Asia’s first sustainability bond

The Tropical Landscapes Finance Facility (TLFF) has launched a US$95 million Sustainability Bond to help finance a sustainable natural rubber plantation on heavily degraded land in Indonesia. The Bond supports a project with extensive social and environmental objectives and safeguards. The plantation will help to protect a threatened national park. This is the first corporate sustainability bond in Asia.

The Tropical Landscapes Finance Facility (TLFF), a partnership between UN Environment, World Agroforestry Centre (ICRAF), ADM Capital and BNP Paribas aims to bring long-term finance to projects and companies that stimulate green growth and improve rural livelihoods in Indonesia.

The Sustainability Bond will fund PT Royal Lestari Utama (RLU), an Indonesian joint venture between France’s Michelin and Indonesia’s Barito Pacific Group for wildlife friendly and socially inclusive production of natural rubber. An initial 18,100 hectares of rubber were planted as of December 2017 and the TLFF bond issue will contribute to financing further development of the plantation.

The project involves collaboration with WWF, which has worked with Michelin and RLU to set aside remaining valuable forests and protecting critical wildlife conservation in one of the last places in Indonesia where elephants, tigers and orangutans co-exist. In addition, out of a concession area of 88,000 hectares, roughly 45,000 hectares are planned to be set aside for community livelihoods and conservation. The natural rubber plantation is predicted to provide approximately 16,000 jobs, providing a critical source of employment for local communities. The project has been designed to align with key Sustainable Development Goals.

This new development is indicative of an increasing interest in sustainable finance. A number of financial institutions are recognizing the role that they can play in helping to finance sustainable and impactful projects and the new Bond demonstrates that institutional investors have the appetite to invest in projects that combine financial performance with positive environmental and social impacts.

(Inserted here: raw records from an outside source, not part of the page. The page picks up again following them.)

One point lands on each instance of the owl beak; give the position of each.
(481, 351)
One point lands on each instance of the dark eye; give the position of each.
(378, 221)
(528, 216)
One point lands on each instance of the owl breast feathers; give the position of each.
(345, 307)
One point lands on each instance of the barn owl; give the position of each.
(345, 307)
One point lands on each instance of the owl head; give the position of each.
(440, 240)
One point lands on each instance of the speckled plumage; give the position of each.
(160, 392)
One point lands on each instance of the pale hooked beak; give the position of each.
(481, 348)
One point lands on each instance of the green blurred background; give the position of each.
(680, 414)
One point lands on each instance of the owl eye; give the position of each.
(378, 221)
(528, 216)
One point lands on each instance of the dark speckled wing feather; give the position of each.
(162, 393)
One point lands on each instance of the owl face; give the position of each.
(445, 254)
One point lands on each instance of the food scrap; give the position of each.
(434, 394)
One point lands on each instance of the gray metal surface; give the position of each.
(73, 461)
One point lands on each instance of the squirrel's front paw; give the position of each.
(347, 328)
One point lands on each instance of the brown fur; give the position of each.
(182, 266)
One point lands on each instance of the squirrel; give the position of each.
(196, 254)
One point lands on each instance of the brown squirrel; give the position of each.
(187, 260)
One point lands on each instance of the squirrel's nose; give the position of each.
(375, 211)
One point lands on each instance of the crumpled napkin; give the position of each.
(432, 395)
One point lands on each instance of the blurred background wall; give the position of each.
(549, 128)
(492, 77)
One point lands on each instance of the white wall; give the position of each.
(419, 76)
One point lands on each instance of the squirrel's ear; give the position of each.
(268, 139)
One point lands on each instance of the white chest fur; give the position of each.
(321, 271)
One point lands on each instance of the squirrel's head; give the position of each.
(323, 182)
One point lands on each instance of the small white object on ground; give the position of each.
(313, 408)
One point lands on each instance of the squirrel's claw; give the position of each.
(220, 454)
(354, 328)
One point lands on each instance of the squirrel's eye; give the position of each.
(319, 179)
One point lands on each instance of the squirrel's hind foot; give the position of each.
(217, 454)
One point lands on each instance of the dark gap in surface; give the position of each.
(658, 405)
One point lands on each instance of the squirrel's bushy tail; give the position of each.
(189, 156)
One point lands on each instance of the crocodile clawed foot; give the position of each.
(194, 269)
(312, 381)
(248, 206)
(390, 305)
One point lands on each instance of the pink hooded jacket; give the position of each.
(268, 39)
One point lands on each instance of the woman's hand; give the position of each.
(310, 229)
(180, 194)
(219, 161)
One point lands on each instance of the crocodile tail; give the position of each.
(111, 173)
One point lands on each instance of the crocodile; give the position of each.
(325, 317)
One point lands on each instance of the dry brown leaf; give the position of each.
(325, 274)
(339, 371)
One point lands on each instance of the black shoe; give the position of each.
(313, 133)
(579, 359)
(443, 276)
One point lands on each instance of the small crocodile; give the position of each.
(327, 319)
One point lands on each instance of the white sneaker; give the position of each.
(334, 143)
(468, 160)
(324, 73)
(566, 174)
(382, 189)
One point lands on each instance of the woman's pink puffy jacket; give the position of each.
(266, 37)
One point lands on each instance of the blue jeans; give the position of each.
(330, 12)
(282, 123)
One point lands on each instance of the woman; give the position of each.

Sustainable finance refers to any form of financial service integrating environmental, social and governance (ESG) criteria into the business or investment decisions for the lasting benefit of clients that have positive social and environmental impacts. Sustainable finance contributes to sustainable development and value creation in economic, environmental and social terms. In other words, one that ensures and improves economic efficiency, prosperity, and economic competitiveness, while contributing to protecting and restoring ecological systems, and enhancing social well-being.

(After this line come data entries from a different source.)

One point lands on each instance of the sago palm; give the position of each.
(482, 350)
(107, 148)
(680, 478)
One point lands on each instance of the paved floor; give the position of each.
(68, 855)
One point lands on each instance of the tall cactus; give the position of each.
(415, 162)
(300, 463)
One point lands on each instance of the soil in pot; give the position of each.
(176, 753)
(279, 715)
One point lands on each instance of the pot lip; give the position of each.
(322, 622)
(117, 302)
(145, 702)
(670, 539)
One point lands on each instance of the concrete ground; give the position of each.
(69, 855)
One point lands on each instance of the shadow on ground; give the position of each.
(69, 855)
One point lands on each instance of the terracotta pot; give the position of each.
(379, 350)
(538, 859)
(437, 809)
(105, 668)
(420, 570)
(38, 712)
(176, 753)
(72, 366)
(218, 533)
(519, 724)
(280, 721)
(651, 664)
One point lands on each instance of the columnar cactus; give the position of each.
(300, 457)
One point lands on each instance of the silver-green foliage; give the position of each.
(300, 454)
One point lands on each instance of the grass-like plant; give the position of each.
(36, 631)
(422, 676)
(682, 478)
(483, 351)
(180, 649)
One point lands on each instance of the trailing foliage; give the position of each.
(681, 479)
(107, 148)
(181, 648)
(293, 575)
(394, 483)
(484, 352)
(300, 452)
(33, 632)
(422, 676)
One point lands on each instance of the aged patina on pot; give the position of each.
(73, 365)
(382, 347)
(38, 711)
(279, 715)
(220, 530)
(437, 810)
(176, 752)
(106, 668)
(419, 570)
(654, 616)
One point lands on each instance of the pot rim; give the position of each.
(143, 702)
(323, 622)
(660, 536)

Activities that fall under the heading of sustainable finance include sustainable funds, green bonds, impact investing, microfinance, active ownership, credits for sustainable projects and development of the whole financial system in a more sustainable way.

Sustainable finance could provide a huge opportunity to reorient our financial system to support long term commitments to sustainable development. It seeks to combine economic prosperity with environmental and social sustainability. The goal of sustainability must be supported by a financial system that promotes the alleviation of poverty and preservation of valuable eco-systems. What we need to see is countries developing strategies that channel finds into low-carbon, resource-efficient and environmentally protective economy and that address social challenges and community interests.

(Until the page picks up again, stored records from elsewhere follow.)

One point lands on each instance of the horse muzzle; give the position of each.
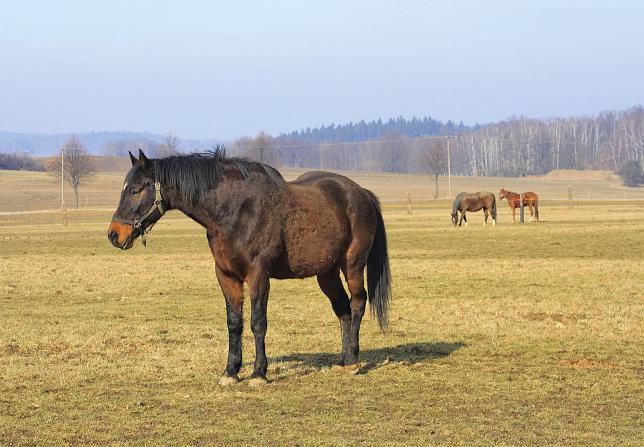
(121, 235)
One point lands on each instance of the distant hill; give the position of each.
(95, 142)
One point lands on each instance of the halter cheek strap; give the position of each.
(145, 223)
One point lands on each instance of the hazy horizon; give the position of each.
(224, 71)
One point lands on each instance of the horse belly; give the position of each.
(313, 244)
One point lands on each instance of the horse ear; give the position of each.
(133, 159)
(143, 160)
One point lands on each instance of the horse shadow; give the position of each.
(406, 354)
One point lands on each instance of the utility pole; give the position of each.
(62, 178)
(449, 169)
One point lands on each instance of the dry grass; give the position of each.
(513, 335)
(29, 191)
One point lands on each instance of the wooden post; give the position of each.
(62, 186)
(449, 170)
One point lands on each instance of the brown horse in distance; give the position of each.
(477, 201)
(259, 227)
(530, 199)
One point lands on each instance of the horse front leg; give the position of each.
(259, 286)
(514, 210)
(234, 293)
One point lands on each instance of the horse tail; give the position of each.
(378, 270)
(536, 207)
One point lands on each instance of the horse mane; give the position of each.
(196, 173)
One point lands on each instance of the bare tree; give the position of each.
(78, 164)
(433, 159)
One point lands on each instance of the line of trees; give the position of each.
(362, 130)
(515, 147)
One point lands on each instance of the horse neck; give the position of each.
(218, 205)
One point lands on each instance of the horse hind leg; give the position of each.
(356, 261)
(331, 285)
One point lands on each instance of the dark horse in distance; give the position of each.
(258, 227)
(477, 201)
(530, 199)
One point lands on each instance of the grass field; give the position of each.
(513, 335)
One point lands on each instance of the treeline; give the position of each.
(362, 130)
(515, 147)
(524, 146)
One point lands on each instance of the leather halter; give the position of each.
(145, 223)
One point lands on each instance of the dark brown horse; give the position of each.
(530, 199)
(477, 201)
(259, 227)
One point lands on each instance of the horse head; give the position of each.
(140, 205)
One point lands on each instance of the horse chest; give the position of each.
(229, 257)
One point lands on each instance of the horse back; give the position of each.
(325, 214)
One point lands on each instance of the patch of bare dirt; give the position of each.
(587, 364)
(558, 317)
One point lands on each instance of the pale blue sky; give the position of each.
(227, 69)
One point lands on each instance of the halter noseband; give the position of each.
(145, 223)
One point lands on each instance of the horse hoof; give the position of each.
(228, 380)
(256, 382)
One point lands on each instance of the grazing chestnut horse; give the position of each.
(477, 201)
(259, 227)
(530, 199)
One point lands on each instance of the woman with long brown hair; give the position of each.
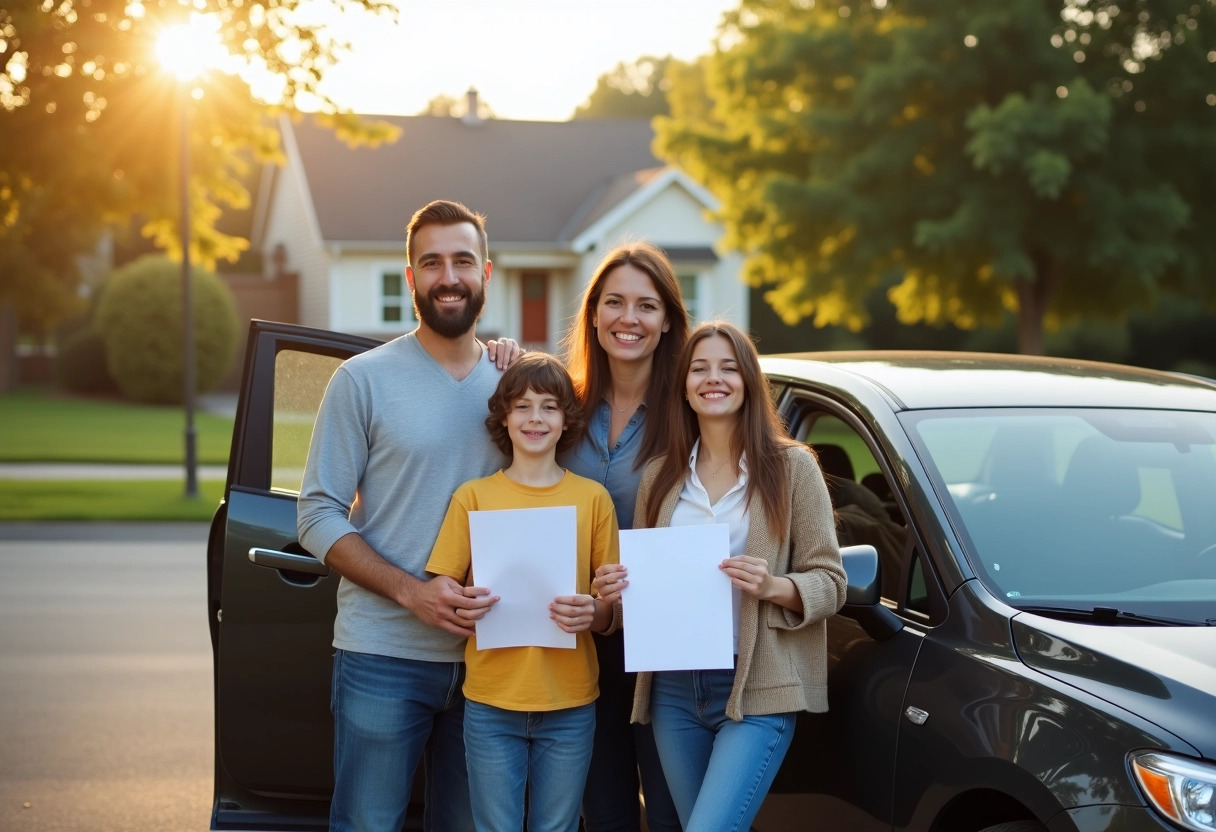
(621, 353)
(722, 734)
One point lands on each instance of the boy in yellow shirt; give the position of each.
(529, 712)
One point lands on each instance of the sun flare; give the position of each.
(189, 49)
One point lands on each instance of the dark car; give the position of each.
(1028, 645)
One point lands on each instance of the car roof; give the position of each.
(919, 380)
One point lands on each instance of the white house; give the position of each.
(557, 195)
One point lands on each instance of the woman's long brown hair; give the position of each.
(759, 432)
(587, 361)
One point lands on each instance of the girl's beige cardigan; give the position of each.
(782, 662)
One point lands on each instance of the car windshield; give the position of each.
(1081, 509)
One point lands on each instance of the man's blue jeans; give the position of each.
(388, 713)
(719, 770)
(546, 752)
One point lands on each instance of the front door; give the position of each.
(534, 310)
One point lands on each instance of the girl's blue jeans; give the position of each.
(719, 770)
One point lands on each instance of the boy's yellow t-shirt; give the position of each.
(530, 678)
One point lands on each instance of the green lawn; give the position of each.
(99, 500)
(45, 426)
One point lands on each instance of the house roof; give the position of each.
(535, 181)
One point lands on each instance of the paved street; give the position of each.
(105, 679)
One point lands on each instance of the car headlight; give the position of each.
(1181, 788)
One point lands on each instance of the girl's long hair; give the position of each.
(759, 432)
(587, 361)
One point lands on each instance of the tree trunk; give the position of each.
(1032, 299)
(7, 347)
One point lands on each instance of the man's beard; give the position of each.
(450, 324)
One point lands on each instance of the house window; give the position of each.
(392, 297)
(688, 288)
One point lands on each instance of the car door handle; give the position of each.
(272, 558)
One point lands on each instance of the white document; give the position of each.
(677, 605)
(528, 557)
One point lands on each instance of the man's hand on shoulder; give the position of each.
(443, 602)
(504, 352)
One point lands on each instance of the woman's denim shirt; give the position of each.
(613, 467)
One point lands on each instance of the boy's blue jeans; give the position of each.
(546, 752)
(719, 770)
(387, 714)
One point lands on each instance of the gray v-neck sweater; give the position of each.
(399, 432)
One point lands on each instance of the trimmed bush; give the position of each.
(139, 315)
(80, 363)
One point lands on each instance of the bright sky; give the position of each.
(533, 60)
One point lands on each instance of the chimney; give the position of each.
(471, 106)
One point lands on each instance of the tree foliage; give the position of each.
(90, 122)
(1050, 157)
(630, 90)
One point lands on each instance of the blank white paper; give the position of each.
(527, 556)
(677, 605)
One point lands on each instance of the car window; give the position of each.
(300, 380)
(1086, 507)
(862, 500)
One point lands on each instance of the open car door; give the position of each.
(271, 603)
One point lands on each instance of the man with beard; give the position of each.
(399, 428)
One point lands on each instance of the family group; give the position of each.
(645, 425)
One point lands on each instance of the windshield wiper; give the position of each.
(1112, 616)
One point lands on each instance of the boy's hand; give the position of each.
(609, 580)
(573, 613)
(504, 352)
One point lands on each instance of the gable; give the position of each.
(528, 178)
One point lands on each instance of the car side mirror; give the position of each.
(862, 596)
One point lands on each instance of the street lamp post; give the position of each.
(187, 320)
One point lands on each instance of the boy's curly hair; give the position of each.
(539, 372)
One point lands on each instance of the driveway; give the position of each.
(105, 678)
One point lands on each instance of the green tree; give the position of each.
(1053, 158)
(630, 90)
(90, 124)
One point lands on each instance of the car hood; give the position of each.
(1164, 674)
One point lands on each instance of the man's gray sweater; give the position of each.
(394, 437)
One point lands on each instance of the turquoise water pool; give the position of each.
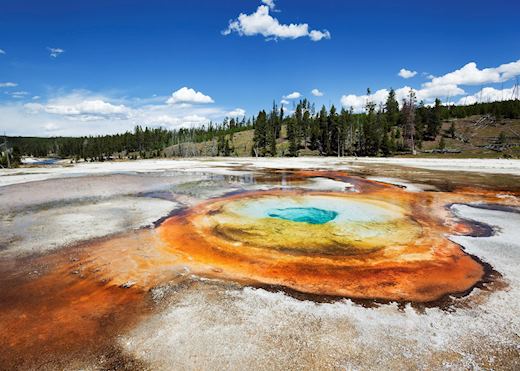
(311, 215)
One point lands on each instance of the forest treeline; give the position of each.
(381, 130)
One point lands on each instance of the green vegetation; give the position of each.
(383, 130)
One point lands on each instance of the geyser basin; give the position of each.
(381, 244)
(309, 215)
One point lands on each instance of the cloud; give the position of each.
(51, 126)
(18, 94)
(470, 74)
(445, 86)
(269, 3)
(293, 95)
(406, 74)
(8, 84)
(78, 107)
(237, 112)
(316, 35)
(262, 23)
(55, 52)
(188, 95)
(82, 112)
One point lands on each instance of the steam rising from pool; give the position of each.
(311, 215)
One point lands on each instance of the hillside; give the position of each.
(477, 136)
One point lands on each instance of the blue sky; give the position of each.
(80, 67)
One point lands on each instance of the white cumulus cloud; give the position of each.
(406, 74)
(237, 112)
(78, 107)
(55, 52)
(8, 84)
(188, 95)
(447, 86)
(269, 3)
(470, 74)
(293, 95)
(262, 23)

Responding to the challenge of long-term sustainable development is also a powerful way for financial institutions to reclaim the positive role they can play in society. The challenge is to improve the contribution of the financial sector to sustainable and inclusive growth, notably by financing long-term needs such as innovation and infrastructure, and accelerating the shift to a low carbon and resource-efficient and equitable economy.